# Kitchen island sink plumbing pics request



## BCP (Feb 22, 2009)

Greetings,
I am trying to do my research and want to try to locate some examples of how the plumbing is ran in a kitchen island. Does anyone have pictures of how the loop vent was tied into the vertical stack. Was this vertical stack shared with another appiliance (like a washing machine? My laundry room is on the other side of the closest wall). Any pics or drawings before the concrete was pored would be a great help. I am on a ship in the middle of the Gulf of Mexico and will be home in a week.

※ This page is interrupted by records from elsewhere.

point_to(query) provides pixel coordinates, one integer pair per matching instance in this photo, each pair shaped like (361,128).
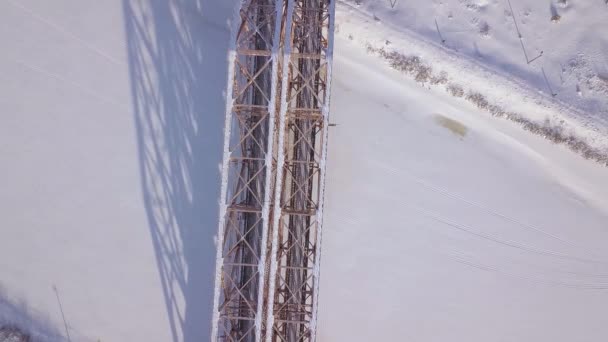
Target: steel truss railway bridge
(271,210)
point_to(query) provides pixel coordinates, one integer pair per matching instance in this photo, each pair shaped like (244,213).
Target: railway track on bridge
(267,272)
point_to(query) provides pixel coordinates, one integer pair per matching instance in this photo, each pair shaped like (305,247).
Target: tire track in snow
(446,193)
(65,32)
(505,242)
(93,93)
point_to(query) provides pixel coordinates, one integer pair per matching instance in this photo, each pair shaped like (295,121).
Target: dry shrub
(455,90)
(442,78)
(478,99)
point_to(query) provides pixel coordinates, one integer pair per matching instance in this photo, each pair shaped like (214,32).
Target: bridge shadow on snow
(177,63)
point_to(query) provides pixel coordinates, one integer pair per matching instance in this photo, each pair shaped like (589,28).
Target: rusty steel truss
(271,210)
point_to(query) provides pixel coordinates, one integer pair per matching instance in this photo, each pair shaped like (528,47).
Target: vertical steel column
(303,119)
(247,174)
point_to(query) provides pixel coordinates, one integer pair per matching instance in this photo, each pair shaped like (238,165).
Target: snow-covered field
(442,223)
(476,44)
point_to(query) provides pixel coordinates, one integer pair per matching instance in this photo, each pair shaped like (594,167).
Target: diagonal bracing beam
(247,175)
(300,176)
(275,150)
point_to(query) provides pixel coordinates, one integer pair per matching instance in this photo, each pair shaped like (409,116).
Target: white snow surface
(441,223)
(482,52)
(432,234)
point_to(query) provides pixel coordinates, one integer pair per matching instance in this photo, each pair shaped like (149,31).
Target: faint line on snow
(77,85)
(66,32)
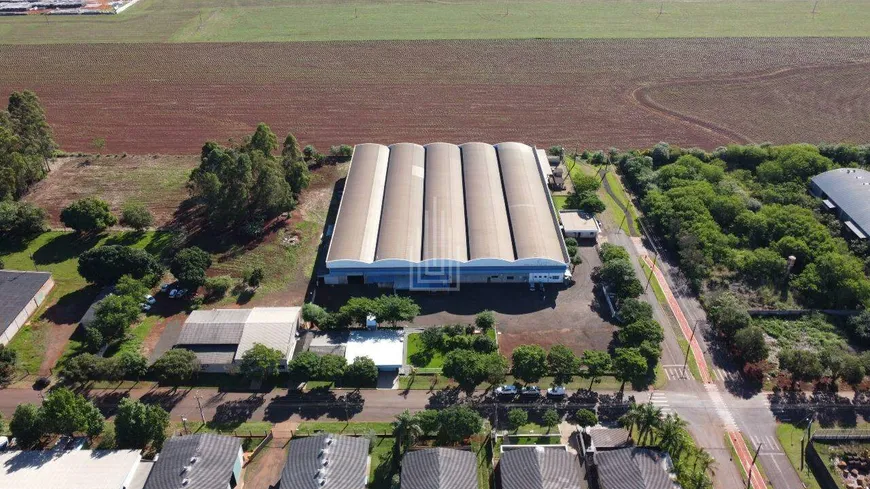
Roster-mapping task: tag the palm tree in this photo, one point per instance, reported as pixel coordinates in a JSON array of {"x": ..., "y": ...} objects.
[
  {"x": 406, "y": 431},
  {"x": 650, "y": 417},
  {"x": 671, "y": 434},
  {"x": 630, "y": 418}
]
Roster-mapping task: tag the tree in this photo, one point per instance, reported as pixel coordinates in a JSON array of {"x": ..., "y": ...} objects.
[
  {"x": 392, "y": 309},
  {"x": 313, "y": 313},
  {"x": 458, "y": 423},
  {"x": 135, "y": 215},
  {"x": 750, "y": 345},
  {"x": 563, "y": 364},
  {"x": 551, "y": 418},
  {"x": 88, "y": 215},
  {"x": 8, "y": 359},
  {"x": 330, "y": 367},
  {"x": 465, "y": 367},
  {"x": 517, "y": 418},
  {"x": 644, "y": 330},
  {"x": 26, "y": 425},
  {"x": 586, "y": 418},
  {"x": 260, "y": 362},
  {"x": 619, "y": 277},
  {"x": 254, "y": 277},
  {"x": 67, "y": 413},
  {"x": 727, "y": 313},
  {"x": 106, "y": 264},
  {"x": 114, "y": 315},
  {"x": 802, "y": 364},
  {"x": 176, "y": 366},
  {"x": 189, "y": 266},
  {"x": 529, "y": 363},
  {"x": 485, "y": 320},
  {"x": 406, "y": 431},
  {"x": 303, "y": 366},
  {"x": 628, "y": 365},
  {"x": 361, "y": 372},
  {"x": 139, "y": 425},
  {"x": 20, "y": 221},
  {"x": 597, "y": 363},
  {"x": 632, "y": 310}
]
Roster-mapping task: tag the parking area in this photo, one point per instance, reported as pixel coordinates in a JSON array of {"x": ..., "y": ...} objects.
[{"x": 558, "y": 315}]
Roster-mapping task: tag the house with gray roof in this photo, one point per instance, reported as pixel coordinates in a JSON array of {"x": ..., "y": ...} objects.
[
  {"x": 846, "y": 191},
  {"x": 327, "y": 462},
  {"x": 220, "y": 337},
  {"x": 21, "y": 293},
  {"x": 632, "y": 468},
  {"x": 203, "y": 461},
  {"x": 540, "y": 467},
  {"x": 439, "y": 468}
]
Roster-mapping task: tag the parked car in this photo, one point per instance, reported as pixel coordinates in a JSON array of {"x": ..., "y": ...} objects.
[{"x": 556, "y": 392}]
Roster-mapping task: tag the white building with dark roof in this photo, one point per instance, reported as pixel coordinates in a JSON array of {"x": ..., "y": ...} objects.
[
  {"x": 71, "y": 469},
  {"x": 220, "y": 337},
  {"x": 431, "y": 217},
  {"x": 21, "y": 294},
  {"x": 846, "y": 191}
]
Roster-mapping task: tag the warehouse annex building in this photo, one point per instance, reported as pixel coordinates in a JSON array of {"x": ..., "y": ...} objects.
[
  {"x": 846, "y": 191},
  {"x": 432, "y": 217}
]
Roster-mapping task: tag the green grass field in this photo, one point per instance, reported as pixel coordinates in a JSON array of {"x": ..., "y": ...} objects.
[{"x": 308, "y": 20}]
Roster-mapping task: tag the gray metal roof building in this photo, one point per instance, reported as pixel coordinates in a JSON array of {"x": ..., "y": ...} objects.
[
  {"x": 204, "y": 461},
  {"x": 847, "y": 191},
  {"x": 326, "y": 462},
  {"x": 539, "y": 468},
  {"x": 439, "y": 468},
  {"x": 413, "y": 215},
  {"x": 632, "y": 468},
  {"x": 21, "y": 293},
  {"x": 221, "y": 336}
]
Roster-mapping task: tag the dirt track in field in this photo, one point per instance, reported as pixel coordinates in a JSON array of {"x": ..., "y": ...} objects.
[{"x": 169, "y": 98}]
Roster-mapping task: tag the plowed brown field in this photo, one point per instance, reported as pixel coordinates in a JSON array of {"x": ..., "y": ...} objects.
[{"x": 169, "y": 98}]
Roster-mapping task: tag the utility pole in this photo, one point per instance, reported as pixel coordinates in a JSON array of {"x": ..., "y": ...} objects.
[
  {"x": 199, "y": 403},
  {"x": 749, "y": 479},
  {"x": 689, "y": 348}
]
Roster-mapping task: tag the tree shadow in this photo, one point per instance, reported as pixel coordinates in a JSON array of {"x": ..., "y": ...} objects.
[{"x": 65, "y": 247}]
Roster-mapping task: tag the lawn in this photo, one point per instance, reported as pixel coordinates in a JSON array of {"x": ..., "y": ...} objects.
[
  {"x": 789, "y": 436},
  {"x": 305, "y": 20},
  {"x": 57, "y": 252}
]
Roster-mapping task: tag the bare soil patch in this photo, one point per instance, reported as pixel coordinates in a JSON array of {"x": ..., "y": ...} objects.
[
  {"x": 169, "y": 98},
  {"x": 155, "y": 180}
]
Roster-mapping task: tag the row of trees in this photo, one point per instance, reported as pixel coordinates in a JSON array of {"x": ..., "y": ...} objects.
[
  {"x": 243, "y": 186},
  {"x": 387, "y": 308},
  {"x": 64, "y": 412},
  {"x": 746, "y": 209},
  {"x": 26, "y": 144}
]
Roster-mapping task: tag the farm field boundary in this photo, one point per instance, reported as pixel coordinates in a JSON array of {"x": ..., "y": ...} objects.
[
  {"x": 170, "y": 98},
  {"x": 334, "y": 20}
]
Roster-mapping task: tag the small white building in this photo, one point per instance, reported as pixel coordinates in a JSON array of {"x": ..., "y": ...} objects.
[
  {"x": 386, "y": 347},
  {"x": 579, "y": 225},
  {"x": 220, "y": 337}
]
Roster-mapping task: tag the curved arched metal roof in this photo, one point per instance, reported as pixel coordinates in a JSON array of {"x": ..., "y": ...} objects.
[{"x": 849, "y": 190}]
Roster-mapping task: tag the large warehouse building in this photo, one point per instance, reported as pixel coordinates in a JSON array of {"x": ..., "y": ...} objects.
[
  {"x": 846, "y": 191},
  {"x": 434, "y": 216}
]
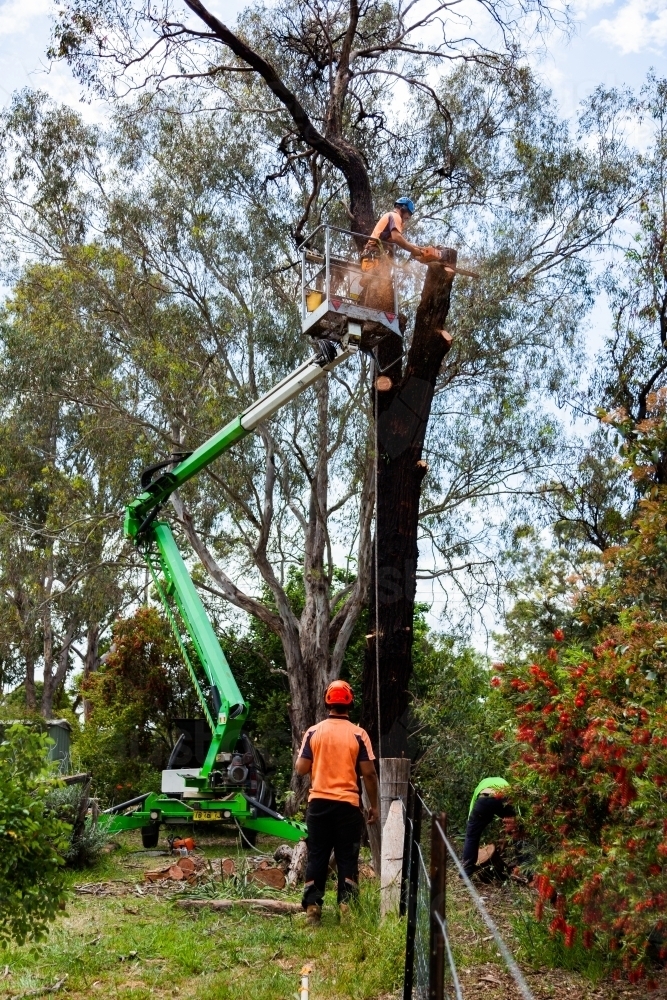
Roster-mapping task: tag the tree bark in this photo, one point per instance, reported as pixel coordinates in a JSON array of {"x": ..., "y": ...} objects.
[
  {"x": 91, "y": 662},
  {"x": 402, "y": 415},
  {"x": 30, "y": 694}
]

Internet is SLOW! I will check with the local codes in Austin, Tx when I get back. Just want to get a jump on my research.
Thanks in advance
BCP


----------



## Plumber101 (Feb 25, 2009)




----------



## BCP (Feb 22, 2009)

Thanks Plumber101


----------



## II Weeks (Jan 6, 2009)

cant see what was posted


----------



## BCP (Feb 22, 2009)

Thanks guys,
I will be going through a concrete slab. The picture shows a vent horizontal coming above the drain horizontal, is there a required distance the vent hz has to be above the drain hz?

BCP


----------



## Termite (Apr 13, 2008)

I'd consider an air admittance vent (AAV). Much easier than a loop vent.


----------